Masaj salonları bu bölgenin en cezbedici mekanları. Kalitelisinden sokak ortasında yapılanına kadar çeşit çeşit salon mevcut. Bu çeşitler arasında çeşit çeşit masajlar olduğunu da unutmamak lazım. Fiyatlar ise inanamayacağınız kadar ucuz. 1 saatlik bir masaj karşılığında sadece 200-300 baht yani 9 USD civarı bir ödeme yapıyorsunuz.
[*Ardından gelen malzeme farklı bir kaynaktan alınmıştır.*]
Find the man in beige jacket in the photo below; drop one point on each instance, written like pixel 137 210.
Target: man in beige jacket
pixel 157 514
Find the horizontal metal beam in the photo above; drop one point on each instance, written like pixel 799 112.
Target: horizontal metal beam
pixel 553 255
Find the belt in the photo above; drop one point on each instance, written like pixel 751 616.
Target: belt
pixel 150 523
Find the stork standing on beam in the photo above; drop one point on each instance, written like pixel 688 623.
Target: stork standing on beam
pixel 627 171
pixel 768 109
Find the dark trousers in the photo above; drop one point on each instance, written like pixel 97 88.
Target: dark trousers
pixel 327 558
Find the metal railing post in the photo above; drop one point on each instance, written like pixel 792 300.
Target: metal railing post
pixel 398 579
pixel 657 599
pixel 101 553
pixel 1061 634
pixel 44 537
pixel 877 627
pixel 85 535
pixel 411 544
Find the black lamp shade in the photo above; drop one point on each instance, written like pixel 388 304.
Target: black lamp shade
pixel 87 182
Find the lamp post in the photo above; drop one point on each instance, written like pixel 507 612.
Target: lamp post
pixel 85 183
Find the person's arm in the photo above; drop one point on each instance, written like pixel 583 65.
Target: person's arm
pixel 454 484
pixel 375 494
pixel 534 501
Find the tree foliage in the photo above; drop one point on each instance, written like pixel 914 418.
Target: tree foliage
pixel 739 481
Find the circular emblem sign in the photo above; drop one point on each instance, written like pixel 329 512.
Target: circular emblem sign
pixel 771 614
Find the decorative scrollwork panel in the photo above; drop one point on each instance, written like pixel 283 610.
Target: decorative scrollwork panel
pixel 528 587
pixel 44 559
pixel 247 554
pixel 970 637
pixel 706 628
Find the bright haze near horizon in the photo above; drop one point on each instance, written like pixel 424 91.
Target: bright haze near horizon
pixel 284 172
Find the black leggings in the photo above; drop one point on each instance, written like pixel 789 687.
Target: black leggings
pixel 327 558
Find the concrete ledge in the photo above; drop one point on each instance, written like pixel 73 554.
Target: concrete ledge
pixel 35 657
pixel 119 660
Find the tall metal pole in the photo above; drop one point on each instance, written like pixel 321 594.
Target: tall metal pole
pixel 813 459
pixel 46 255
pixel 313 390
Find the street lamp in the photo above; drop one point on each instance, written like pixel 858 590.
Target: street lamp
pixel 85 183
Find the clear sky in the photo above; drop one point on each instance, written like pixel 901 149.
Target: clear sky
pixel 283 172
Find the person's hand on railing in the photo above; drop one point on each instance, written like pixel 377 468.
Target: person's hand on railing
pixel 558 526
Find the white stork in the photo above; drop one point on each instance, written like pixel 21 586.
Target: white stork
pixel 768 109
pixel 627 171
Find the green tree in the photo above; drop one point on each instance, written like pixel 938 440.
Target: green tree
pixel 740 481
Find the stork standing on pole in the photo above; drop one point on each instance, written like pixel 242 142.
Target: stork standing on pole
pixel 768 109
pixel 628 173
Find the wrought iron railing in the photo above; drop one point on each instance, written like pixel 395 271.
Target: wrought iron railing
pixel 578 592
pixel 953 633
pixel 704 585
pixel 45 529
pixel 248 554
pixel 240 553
Masaj demişken, Bangkok sex turizminin de cenneti. Şehrin bir görünen yüzü var, bir de görünmeyen yüzü.. Görünmeyen yüzünün de tabir-i caiz ise A’sı, B’si, C’si mevcut.. Buralarda aklınıza gelen gelmeyen her tür fantezinizi gerçekleştirebilirsiniz.. Sınır yok, limit yok.. Cebinizde yeterli para olması kâfi. Uçsuz bucaksız bu dünyaya pek bulaşmak istemiyor ama neler olduğunu merak ediyorsanız, ufak bir teaser olarak değerlendirebileceğiniz ve 1 içki dahil 800-900 Baht ödeyerek girebileceğiniz Ping Pong Show isimli gösteriyi izleyebilirsiniz.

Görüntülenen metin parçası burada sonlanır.